Polyanhydride implant for antibiotic delivery—from the bench to the clinic

A polyanhydride implant (Septacin™) containing gentamicin sulfate was developed for sustained local delivery of the drug to the site of infection in the treatment of osteomyelitis. Laboratory-scale injection molding equipment was utilized to fabricate the implant for in vitro characterization. Molding conditions were optimized to produce implants with a skin-core structure which was found to be critical in preventing the initial cracking of the implant during in vitro drug release test in water.
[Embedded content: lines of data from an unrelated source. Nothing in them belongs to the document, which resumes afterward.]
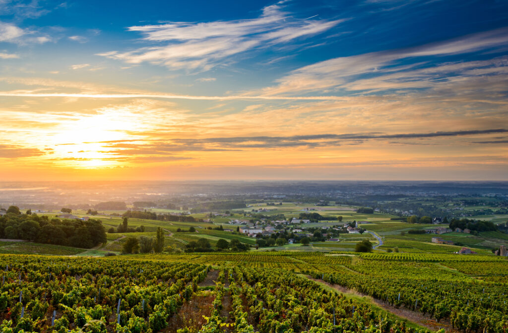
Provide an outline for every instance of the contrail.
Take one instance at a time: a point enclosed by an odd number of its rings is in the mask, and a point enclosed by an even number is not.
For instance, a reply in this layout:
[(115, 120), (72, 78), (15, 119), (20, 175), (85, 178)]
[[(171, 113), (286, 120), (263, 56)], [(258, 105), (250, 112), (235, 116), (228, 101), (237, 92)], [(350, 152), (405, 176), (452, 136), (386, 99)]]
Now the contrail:
[(342, 101), (339, 96), (193, 96), (166, 94), (71, 94), (67, 93), (21, 93), (0, 92), (0, 96), (7, 97), (73, 97), (75, 98), (162, 98), (166, 99), (197, 100), (205, 101), (230, 101), (233, 100), (268, 100), (303, 101)]

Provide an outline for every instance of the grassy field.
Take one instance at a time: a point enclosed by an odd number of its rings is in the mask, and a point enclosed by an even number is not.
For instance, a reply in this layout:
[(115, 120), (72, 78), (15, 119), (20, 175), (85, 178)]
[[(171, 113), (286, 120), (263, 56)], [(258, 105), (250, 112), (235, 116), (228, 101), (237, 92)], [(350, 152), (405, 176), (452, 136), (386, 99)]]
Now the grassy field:
[(50, 244), (40, 244), (28, 241), (4, 241), (2, 243), (0, 244), (0, 253), (72, 256), (86, 251), (86, 249), (78, 249)]

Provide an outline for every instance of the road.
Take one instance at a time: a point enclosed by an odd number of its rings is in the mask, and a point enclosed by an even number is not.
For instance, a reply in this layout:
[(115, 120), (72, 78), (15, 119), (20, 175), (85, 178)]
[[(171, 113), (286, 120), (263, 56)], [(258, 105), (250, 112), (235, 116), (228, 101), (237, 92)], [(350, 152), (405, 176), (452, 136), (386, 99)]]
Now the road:
[(382, 246), (383, 244), (385, 244), (383, 243), (383, 239), (381, 239), (381, 237), (377, 235), (377, 234), (374, 233), (372, 231), (367, 231), (367, 230), (365, 230), (365, 232), (368, 232), (371, 235), (376, 237), (376, 239), (377, 239), (377, 242), (378, 244), (377, 244), (377, 245), (374, 245), (374, 246), (373, 246), (372, 249), (377, 249), (377, 248), (378, 248), (379, 247)]

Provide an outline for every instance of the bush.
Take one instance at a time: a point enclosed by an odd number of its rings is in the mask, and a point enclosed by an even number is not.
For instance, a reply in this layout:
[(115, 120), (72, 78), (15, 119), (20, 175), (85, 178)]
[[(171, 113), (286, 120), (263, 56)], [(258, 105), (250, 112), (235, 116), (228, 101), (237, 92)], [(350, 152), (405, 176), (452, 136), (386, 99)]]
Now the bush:
[(355, 247), (355, 252), (371, 252), (372, 251), (372, 244), (365, 239), (359, 241)]

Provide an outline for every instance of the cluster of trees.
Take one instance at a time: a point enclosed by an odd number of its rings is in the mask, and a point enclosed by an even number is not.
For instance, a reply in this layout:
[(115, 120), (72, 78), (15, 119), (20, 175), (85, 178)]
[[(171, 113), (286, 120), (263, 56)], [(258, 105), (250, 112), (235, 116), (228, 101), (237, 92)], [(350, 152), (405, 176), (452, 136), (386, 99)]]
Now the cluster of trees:
[(106, 231), (100, 220), (50, 220), (47, 216), (22, 214), (16, 206), (10, 207), (7, 211), (0, 218), (1, 238), (84, 249), (107, 241)]
[(157, 213), (146, 210), (127, 210), (122, 214), (123, 218), (133, 218), (144, 220), (156, 220), (157, 221), (169, 221), (171, 222), (203, 222), (203, 219), (197, 219), (190, 215), (174, 215), (173, 214), (157, 214)]
[(412, 233), (416, 234), (421, 234), (425, 233), (426, 231), (423, 229), (411, 229), (411, 230), (408, 230), (407, 233)]
[(136, 207), (154, 207), (157, 204), (152, 201), (134, 201), (132, 204)]
[[(178, 229), (176, 229), (176, 232), (186, 232), (186, 231), (185, 230), (182, 230), (181, 228), (178, 228)], [(188, 231), (186, 231), (186, 232), (196, 232), (196, 228), (195, 228), (194, 227), (190, 227), (190, 228), (189, 228)]]
[(92, 210), (90, 209), (89, 209), (88, 210), (88, 211), (86, 212), (86, 214), (87, 215), (92, 215), (93, 216), (95, 216), (96, 215), (97, 215), (98, 214), (99, 214), (99, 213), (98, 213), (97, 210)]
[(95, 208), (98, 210), (124, 210), (127, 209), (127, 205), (123, 201), (107, 201), (99, 202)]
[(129, 219), (127, 218), (123, 218), (123, 221), (122, 223), (118, 225), (118, 226), (115, 229), (113, 227), (111, 227), (108, 229), (108, 232), (109, 233), (115, 233), (115, 232), (145, 232), (145, 226), (141, 225), (139, 226), (137, 228), (131, 228), (129, 226)]
[(367, 239), (359, 241), (355, 246), (355, 252), (371, 252), (372, 244)]
[(129, 237), (123, 243), (122, 252), (124, 254), (150, 253), (162, 252), (164, 247), (164, 233), (162, 228), (157, 229), (155, 238), (141, 236), (139, 238)]
[[(406, 221), (408, 223), (421, 223), (423, 224), (430, 224), (432, 223), (432, 218), (430, 216), (422, 216), (419, 217), (417, 215), (411, 215), (408, 217)], [(443, 223), (448, 223), (448, 219), (446, 217), (443, 220)]]
[(328, 217), (325, 218), (317, 213), (301, 213), (298, 216), (300, 220), (310, 220), (310, 222), (318, 222), (322, 220), (335, 220), (334, 217)]
[(475, 220), (468, 220), (467, 219), (462, 219), (458, 220), (452, 219), (450, 222), (450, 227), (452, 230), (455, 230), (456, 228), (460, 228), (462, 230), (468, 229), (471, 231), (496, 231), (497, 227), (496, 225), (488, 221), (477, 221)]
[(373, 214), (374, 208), (369, 207), (360, 207), (356, 210), (356, 212), (362, 213), (362, 214)]
[(217, 211), (225, 209), (234, 209), (239, 208), (245, 208), (247, 205), (244, 201), (208, 201), (200, 202), (196, 204), (194, 208), (190, 208), (190, 213), (198, 213), (203, 211)]
[(259, 247), (264, 248), (277, 245), (280, 246), (288, 243), (289, 239), (296, 240), (297, 236), (293, 232), (286, 230), (272, 233), (269, 236), (263, 236), (260, 233), (256, 235), (256, 244)]

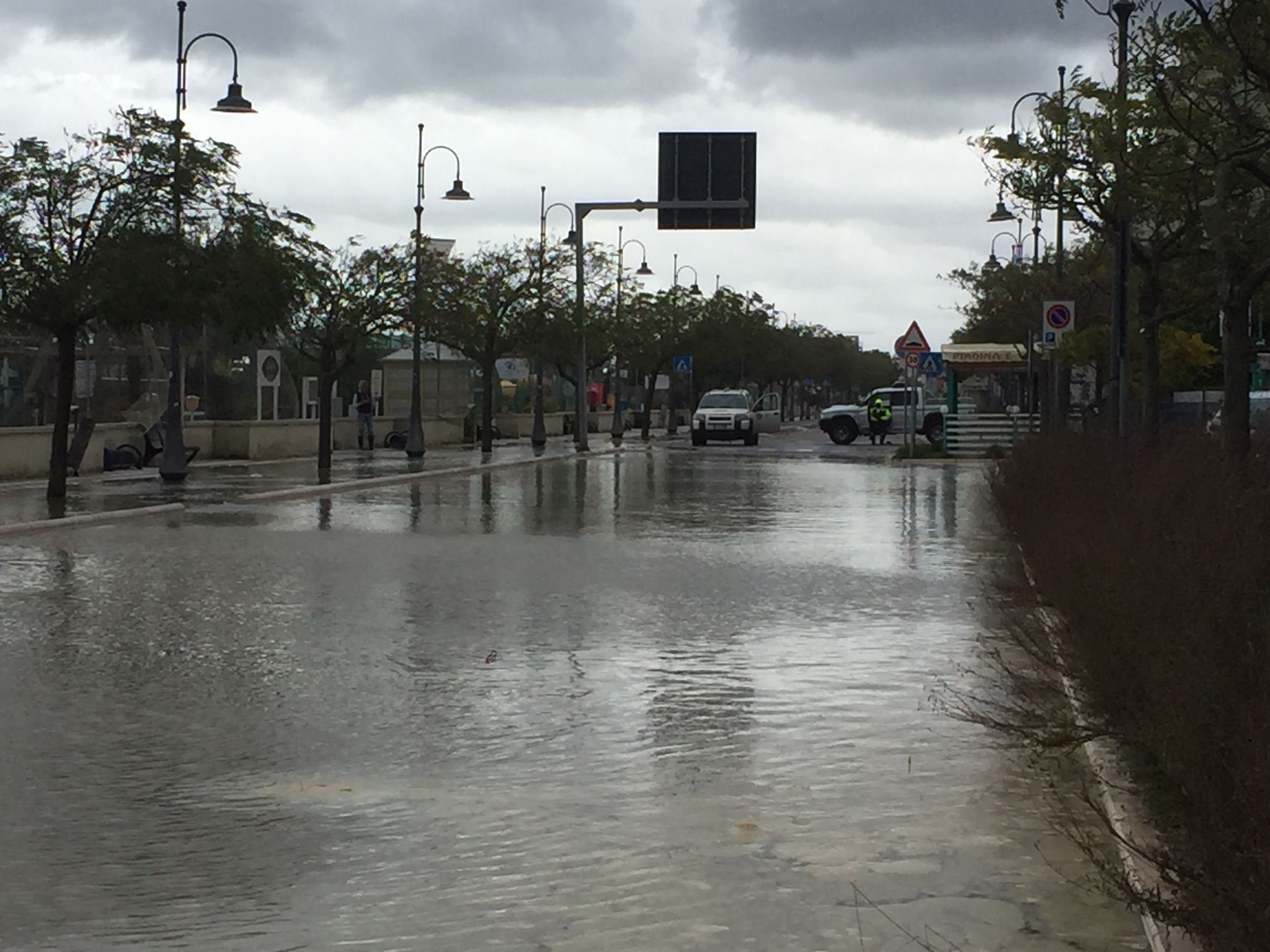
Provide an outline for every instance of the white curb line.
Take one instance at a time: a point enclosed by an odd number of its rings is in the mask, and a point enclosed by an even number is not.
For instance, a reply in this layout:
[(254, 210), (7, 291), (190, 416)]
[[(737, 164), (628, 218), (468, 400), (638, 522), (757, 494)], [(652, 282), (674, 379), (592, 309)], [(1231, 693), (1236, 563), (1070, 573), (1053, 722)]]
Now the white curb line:
[(274, 489), (267, 493), (250, 493), (245, 496), (239, 496), (240, 503), (278, 503), (292, 499), (323, 499), (325, 496), (334, 496), (339, 493), (358, 493), (367, 489), (378, 489), (381, 486), (399, 486), (406, 482), (417, 482), (419, 480), (429, 480), (441, 476), (474, 476), (479, 472), (490, 472), (491, 470), (511, 470), (518, 466), (537, 466), (544, 462), (559, 462), (563, 459), (588, 459), (598, 456), (610, 456), (618, 452), (618, 447), (611, 447), (608, 449), (599, 449), (596, 452), (578, 453), (577, 456), (568, 454), (555, 454), (551, 456), (535, 456), (528, 459), (509, 459), (502, 463), (485, 463), (484, 466), (450, 466), (443, 470), (420, 470), (419, 472), (403, 472), (395, 476), (372, 476), (366, 480), (348, 480), (345, 482), (328, 482), (325, 486), (297, 486), (295, 489)]
[[(1020, 557), (1022, 557), (1021, 552)], [(1041, 603), (1040, 593), (1036, 589), (1036, 579), (1033, 576), (1031, 566), (1027, 564), (1026, 559), (1024, 559), (1024, 575), (1026, 575), (1027, 585), (1031, 588), (1033, 595), (1036, 598), (1036, 617), (1040, 618), (1041, 627), (1045, 628), (1045, 633), (1049, 636), (1050, 647), (1058, 658), (1062, 658), (1062, 652), (1058, 646), (1059, 621), (1054, 612)], [(1067, 675), (1066, 669), (1063, 669), (1059, 677), (1063, 682), (1063, 693), (1067, 696), (1067, 703), (1071, 704), (1072, 713), (1076, 716), (1076, 722), (1085, 724), (1081, 701), (1076, 694), (1076, 685)], [(1107, 743), (1105, 740), (1087, 740), (1081, 745), (1081, 750), (1083, 751), (1086, 760), (1090, 762), (1093, 777), (1099, 782), (1099, 798), (1102, 801), (1102, 810), (1106, 812), (1107, 820), (1111, 824), (1111, 831), (1115, 834), (1116, 850), (1120, 853), (1120, 866), (1124, 869), (1125, 877), (1134, 886), (1134, 889), (1146, 890), (1146, 885), (1142, 880), (1142, 869), (1138, 864), (1138, 857), (1134, 856), (1133, 849), (1129, 847), (1129, 844), (1134, 840), (1129, 833), (1128, 811), (1125, 811), (1124, 807), (1116, 802), (1111, 793), (1111, 784), (1107, 781), (1107, 778), (1116, 772), (1111, 751), (1107, 750)], [(1190, 942), (1185, 941), (1186, 937), (1181, 937), (1184, 941), (1175, 946), (1168, 927), (1161, 925), (1149, 913), (1142, 913), (1140, 915), (1142, 928), (1147, 934), (1147, 942), (1149, 943), (1152, 952), (1182, 952), (1182, 949), (1194, 948)]]
[(61, 519), (36, 519), (34, 522), (14, 522), (0, 526), (0, 537), (24, 536), (33, 532), (52, 532), (53, 529), (74, 528), (76, 526), (107, 526), (114, 522), (124, 522), (142, 515), (161, 515), (163, 513), (183, 513), (185, 506), (182, 503), (165, 503), (164, 505), (144, 505), (135, 509), (112, 509), (108, 513), (88, 513), (85, 515), (66, 515)]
A manufacturing process consisting of twin-screw extrusion, pelletizing, and injection molding was developed. Polymer-drug pellets were characterized with respect to copolymer molecular weight and drug content uniformity. The implants were terminally sterilized by γ-radiation which was found to cause increase in copolymer molecular weight as a result of polymer chain extension. The stability of Septacin™ was evaluated as a function of storage temperature and time. A marked decline in copolymer molecular weight occurred in samples stored above freezing temperatures and significantly slower drug-release profiles were also exhibited by these samples. In vivo drug release from Septacin™ in rats showed that the gentamicin plasma levels were extremely low, indicating the low systemic exposure to gentamicin. Furthermore, Septacin™ samples have demonstrated efficacy in the rat skin-abscess and horse-joint infection models. Results from a human in vivo study also showed high local drug concentrations at implantation sites while systemic exposure to the drug was minimal.